Since its release in 1999, Sleepy Hollow has become a Halloween staple film for many and is loosely based on Washington Irving’s 1820 short story ‘The Legend of Sleepy Hollow’. Directed by Tim Burton, the film centres on Ichabod Crane – a progressive-thinking police inspector, played by long-time Burton collaborator Johnny Depp. In the film, Crane is engaged by the town’s Burgomaster to investigate a series of grisly murders that have taken on a seemingly eerie spin in the isolated town of Sleepy Hollow.
The movie was shot in England where the entire titular village of Sleepy Hollow was created at Lime Tree Valley near Marlow, Buckinghamshire. The bulk of soundstage work was done at Leavesdon Studios, with the Tree of the Dead scenes being filmed later at Shepperton Studios.
The look and feel of the movie is reminiscent of the classic Hammer Horror films of the 1960s and it even features one of Hammer’s most famous faces (Christopher Lee) as the ‘Burgomaster’ in the early sequences in the film.
The film has a healthy dash of Burton’s quirky gothic style, which is translated into the costumes of the film. The Headless Horseman – in particular – is artfully cloaked in layers of ornately decorated material that brings a whole new story-telling aspect to the character. Without ahead, or a discernible actor to play off in the film, it is seemingly the costume alone that brings to life this foreboding and menacing character on the screen.
The role of the Headless Horseman in his headless state was played by stuntman and actor Ray Park (known best for his role as Darth Maul in Star Wars). And as the plot unfolds and we find out that the Horseman had been cursed, we see Christopher Walken play his pre-cursed sharp-toothed form, known as the ‘Hessian’ in flashbacks.
What is so interesting about the Horseman costume is how it subtly changes and decays throughout the film, reflecting that time is passing in the film and for the character. During his pre-curse scenes, Walken’s costume as the Hessian shows the costumes in the best condition. The quality and intricacy of the costume’s fabrics and embroidery suggest that the character was able to afford quality attire, giving yet another sly hint to the untold backstory of the character. Soon after the Hessian’s decapitation, the degeneration of both character and costume begins.
The costume was designed by twelve-time and three-time winning Oscar nominated designer Colleen Atwood, a long-time collaborator of Burton. Since meeting and working together on the production of Edward Scissorhands (1991) almost 30 years ago, Atwood has created costumes for some of Burton’s most iconic films – including Planet Of The Apes (2001), Mars Attack! (1994) and Sweeny Todd (2007).
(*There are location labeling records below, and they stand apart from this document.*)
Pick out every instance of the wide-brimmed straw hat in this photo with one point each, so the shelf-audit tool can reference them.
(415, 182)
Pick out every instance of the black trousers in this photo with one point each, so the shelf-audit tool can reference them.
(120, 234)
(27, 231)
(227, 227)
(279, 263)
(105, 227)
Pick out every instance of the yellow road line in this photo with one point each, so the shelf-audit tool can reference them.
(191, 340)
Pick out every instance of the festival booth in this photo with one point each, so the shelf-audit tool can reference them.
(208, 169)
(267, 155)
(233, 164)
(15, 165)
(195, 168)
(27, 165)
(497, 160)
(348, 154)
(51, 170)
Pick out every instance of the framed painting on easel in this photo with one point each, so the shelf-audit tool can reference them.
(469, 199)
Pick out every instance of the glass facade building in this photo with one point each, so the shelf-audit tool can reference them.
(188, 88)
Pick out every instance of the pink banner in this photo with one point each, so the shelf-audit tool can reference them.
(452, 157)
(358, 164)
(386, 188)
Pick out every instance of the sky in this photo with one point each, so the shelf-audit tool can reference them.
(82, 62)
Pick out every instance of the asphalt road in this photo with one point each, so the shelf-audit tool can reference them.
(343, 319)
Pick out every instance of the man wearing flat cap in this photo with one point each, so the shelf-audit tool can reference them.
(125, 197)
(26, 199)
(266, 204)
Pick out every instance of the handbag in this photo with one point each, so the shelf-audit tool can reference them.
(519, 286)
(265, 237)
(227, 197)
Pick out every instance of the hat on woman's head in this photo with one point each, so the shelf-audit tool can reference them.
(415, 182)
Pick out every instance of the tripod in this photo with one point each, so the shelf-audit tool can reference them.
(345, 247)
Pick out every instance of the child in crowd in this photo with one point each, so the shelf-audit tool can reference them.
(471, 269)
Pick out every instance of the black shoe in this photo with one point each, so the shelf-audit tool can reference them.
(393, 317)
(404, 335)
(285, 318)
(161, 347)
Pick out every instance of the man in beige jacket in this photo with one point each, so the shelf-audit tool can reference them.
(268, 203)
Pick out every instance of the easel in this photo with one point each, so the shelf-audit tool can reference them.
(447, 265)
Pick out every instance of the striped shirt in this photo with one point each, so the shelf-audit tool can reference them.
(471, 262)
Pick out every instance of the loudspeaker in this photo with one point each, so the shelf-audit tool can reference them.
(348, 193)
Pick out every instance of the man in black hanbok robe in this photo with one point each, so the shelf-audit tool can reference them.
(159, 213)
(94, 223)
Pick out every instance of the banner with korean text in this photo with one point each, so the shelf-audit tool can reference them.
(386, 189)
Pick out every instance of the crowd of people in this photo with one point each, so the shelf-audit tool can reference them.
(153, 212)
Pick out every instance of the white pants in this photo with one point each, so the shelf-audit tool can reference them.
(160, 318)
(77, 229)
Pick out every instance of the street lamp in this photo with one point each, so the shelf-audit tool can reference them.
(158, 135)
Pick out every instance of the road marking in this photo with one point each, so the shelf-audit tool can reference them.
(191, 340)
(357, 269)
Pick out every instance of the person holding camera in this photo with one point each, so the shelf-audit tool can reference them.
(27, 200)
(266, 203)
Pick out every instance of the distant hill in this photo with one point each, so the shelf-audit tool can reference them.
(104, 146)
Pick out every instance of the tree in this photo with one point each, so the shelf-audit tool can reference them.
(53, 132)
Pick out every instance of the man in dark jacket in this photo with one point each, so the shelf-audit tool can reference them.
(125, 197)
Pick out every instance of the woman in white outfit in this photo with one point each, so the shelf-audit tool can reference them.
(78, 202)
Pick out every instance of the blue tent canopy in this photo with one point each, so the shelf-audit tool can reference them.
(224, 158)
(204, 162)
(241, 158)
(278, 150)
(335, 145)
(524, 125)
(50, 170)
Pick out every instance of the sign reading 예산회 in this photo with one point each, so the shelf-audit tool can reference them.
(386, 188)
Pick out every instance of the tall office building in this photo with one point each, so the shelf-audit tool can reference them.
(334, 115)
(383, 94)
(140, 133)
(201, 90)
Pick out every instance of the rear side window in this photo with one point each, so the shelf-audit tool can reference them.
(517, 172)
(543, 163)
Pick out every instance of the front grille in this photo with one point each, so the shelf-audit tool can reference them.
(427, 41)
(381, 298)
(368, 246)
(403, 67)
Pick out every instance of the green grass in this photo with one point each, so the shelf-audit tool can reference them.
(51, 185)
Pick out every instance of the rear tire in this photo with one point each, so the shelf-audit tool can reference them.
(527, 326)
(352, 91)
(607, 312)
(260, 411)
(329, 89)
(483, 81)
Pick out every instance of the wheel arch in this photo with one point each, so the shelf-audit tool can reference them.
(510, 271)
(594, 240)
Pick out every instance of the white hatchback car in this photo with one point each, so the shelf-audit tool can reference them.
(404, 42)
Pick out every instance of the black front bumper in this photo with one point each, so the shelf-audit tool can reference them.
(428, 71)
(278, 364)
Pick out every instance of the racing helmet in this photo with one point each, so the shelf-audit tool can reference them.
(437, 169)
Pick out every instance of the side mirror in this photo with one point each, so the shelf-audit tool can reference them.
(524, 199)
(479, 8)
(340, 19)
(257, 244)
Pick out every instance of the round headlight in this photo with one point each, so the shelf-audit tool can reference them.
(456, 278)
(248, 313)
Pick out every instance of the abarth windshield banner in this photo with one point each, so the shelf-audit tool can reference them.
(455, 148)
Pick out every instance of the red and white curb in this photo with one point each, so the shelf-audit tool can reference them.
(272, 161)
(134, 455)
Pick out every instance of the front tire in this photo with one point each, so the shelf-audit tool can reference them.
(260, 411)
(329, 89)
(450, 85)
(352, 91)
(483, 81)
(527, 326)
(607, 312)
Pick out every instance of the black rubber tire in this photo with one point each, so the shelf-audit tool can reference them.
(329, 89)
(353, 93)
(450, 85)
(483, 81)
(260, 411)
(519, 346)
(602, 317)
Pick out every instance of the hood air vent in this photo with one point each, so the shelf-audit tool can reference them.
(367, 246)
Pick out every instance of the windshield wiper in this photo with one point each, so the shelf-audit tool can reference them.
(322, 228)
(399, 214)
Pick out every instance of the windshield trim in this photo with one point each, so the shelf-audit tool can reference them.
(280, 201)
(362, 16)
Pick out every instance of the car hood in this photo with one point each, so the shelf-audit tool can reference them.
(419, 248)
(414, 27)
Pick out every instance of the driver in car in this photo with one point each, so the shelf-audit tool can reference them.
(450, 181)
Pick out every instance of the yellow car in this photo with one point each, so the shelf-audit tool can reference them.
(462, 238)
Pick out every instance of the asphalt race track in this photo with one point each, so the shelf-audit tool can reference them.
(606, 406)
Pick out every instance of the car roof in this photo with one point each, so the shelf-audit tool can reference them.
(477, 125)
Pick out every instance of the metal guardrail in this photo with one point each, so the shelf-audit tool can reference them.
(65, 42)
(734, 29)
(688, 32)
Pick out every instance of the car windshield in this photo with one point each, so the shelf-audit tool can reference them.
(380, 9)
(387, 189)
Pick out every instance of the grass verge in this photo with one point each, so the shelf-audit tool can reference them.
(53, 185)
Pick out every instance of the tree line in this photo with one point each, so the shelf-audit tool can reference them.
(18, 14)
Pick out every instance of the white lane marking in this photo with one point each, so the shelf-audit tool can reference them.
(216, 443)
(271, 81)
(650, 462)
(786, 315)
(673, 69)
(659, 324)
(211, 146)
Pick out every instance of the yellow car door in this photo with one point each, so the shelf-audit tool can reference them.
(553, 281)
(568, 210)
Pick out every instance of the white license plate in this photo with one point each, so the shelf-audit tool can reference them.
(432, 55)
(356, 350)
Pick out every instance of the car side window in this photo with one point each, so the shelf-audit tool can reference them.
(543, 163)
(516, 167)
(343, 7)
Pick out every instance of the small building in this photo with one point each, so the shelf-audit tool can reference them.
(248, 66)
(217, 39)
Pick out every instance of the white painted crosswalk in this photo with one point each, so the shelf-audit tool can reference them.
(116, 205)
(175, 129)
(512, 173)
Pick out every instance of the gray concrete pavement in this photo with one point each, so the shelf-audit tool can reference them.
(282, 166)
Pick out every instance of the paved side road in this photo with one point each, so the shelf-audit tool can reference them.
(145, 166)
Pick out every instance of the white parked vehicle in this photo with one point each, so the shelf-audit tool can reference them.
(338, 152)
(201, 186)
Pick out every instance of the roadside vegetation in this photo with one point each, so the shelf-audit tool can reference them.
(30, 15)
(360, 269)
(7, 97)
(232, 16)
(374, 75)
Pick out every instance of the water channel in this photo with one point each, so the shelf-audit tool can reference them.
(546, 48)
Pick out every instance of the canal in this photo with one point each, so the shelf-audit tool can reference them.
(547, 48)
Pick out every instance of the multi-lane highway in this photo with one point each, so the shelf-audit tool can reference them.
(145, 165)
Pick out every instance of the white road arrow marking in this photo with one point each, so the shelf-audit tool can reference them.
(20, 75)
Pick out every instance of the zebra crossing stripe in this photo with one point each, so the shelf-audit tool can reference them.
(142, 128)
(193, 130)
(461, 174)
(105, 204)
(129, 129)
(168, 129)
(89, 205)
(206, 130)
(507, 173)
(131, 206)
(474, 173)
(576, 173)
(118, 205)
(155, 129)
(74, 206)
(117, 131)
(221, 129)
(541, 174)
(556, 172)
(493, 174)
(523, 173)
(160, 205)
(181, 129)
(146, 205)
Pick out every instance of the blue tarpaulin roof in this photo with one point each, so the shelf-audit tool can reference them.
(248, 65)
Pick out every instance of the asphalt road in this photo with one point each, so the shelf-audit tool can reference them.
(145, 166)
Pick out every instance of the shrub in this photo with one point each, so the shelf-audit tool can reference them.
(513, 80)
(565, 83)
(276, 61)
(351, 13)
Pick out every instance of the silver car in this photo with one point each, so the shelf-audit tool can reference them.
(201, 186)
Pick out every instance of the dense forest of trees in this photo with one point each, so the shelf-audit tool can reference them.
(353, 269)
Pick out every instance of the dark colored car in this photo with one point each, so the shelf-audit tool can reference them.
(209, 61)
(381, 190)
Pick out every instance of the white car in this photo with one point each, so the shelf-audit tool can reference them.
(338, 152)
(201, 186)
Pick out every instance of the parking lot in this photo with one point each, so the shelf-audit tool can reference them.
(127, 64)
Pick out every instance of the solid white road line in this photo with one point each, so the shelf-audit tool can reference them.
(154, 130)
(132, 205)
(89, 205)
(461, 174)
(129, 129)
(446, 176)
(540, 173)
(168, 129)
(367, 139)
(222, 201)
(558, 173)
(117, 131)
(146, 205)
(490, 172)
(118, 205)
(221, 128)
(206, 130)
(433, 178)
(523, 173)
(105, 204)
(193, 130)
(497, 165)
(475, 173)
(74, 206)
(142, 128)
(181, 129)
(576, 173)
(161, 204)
The final stage costumes were given a covering of wax that gave a very realistic mould effect to the fabric, subtly reflecting the passing of time for the character. The tears and stains also mirror the general wear and tear sustained by the character during his ‘headhunting’. Special effects versions of the tunics were also seen to be riddled with bullet holes and stab wounds.
The costume itself is very ornate. The tunic features two large dragons finished in silver and red embroidery, with a distinctive check pattern on the chest piece seemingly used to seen from a distance.
The black gloves and the elongated long black boots are made from a unique leather, which was specially finished in Italy and supplied to Noel Howard and his team at MBA Costumiers in London.
The cloak is heavily distressed and torn with an elaborate swirling pattern, with a continuing hint of red that is revealed throughout the rest of the costume. The display is finished with a stunt version of one of the Horseman’s axes and a replica (from the original moulds) of the Horseman skull.
Whether you love or hate horror films, you can’t deny that with a little Burton magic and a whole lot of help from Costume Designer Colleen Atwood, they managed to truly bring to life one of literature’s most horrifying villains!